The contract did not contain any of the alleged representations made by the Heckenbachs regarding their construction plans.

The Greenfields closed on Windrush Farm on December 16, 1997, and left the next day for Florida where they remained until April, 1998.  When they returned, they discovered that a 170 foot pier had been constructed by the Heckenbachs in a location 150 feet west of where the Heckenbachs had represented that it would be located.  This was significant because if the pier had been built where promised, it would not have been visible from the main house on Windrush Farm.  According to the Greenfields, the pier destroyed the unobstructed water view across Irish Creek.

 The Heckenbachs did not build the main house in the grove of trees on the eastern side of Windfield Farm as they said they would.  They built the main house approximately 100 feet west of the grove of trees, and the main house was much larger than the main house on Windrush Farm.  The size and location of the new main house impaired the Greenfields’ water view of Irish Creek.  The main house was completed in October, 1998.

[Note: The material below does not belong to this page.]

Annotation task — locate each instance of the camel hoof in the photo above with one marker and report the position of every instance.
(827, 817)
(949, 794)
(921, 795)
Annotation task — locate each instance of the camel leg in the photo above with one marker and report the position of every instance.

In 1999, while researching another matter at the Talbot County planning and zoning office, the Greenfields discovered that the application for a pier permit had been filed by the Heckenbachs prior to the date of the Greenfield contract. Upon learning this, the Greenfields filed suit against the Heckenbachs in September, 1999.

The suit included claims for fraud (Count I), negligent misrepresentation (Count II), violation of the building permits(Count III), violation of the wetlands license (Count IV) and unjust enrichment (Count V).  The Heckenbachs denied making the alleged misrepresentations, and filed a motion for summary judgment.  The trial judge granted Heckenbachs’ motion for summary judgment on all counts.

On appeal, the Greenfields challenged only the dismissal of the misrepresentation claims. The Court of Special Appeals agreed with the Greenfields that the integration clause in the contract did not prevent them from pursuing a claim based upon fraud. The Court of Special Appeals stated:

"[T]he law in Maryland ... is that a plaintiff can successfully bring a tort action for fraud that is based on false pre-contract promises by the defendant even if (1) the written contract contains an integration clause and even if (2) the pre-contractual promises that constitute the fraud are not mentioned in the written contract."

Further, the Court held:

"[I]n a suit for negligent misrepresentation, where equitable relief is prayed, the existence of a general merger clause, standing alone, will not prevent the plaintiff from introducing evidence concerning pre-contractual promises, which are not mentioned in the written contract."

 The Court also rejected the sellers’ contentions that the Greenfields’ claims were barred by the statute of frauds, laches, estoppel and/or merger into the deed. Consequently, the case was sent back to the Circuit Court for Talbot County for further proceedings.

R. D. Greenfield v. Udo Heckenbach, No. 1779, September Term, 2000, in the Court of Special Appeals of Maryland, filed May 1, 2002.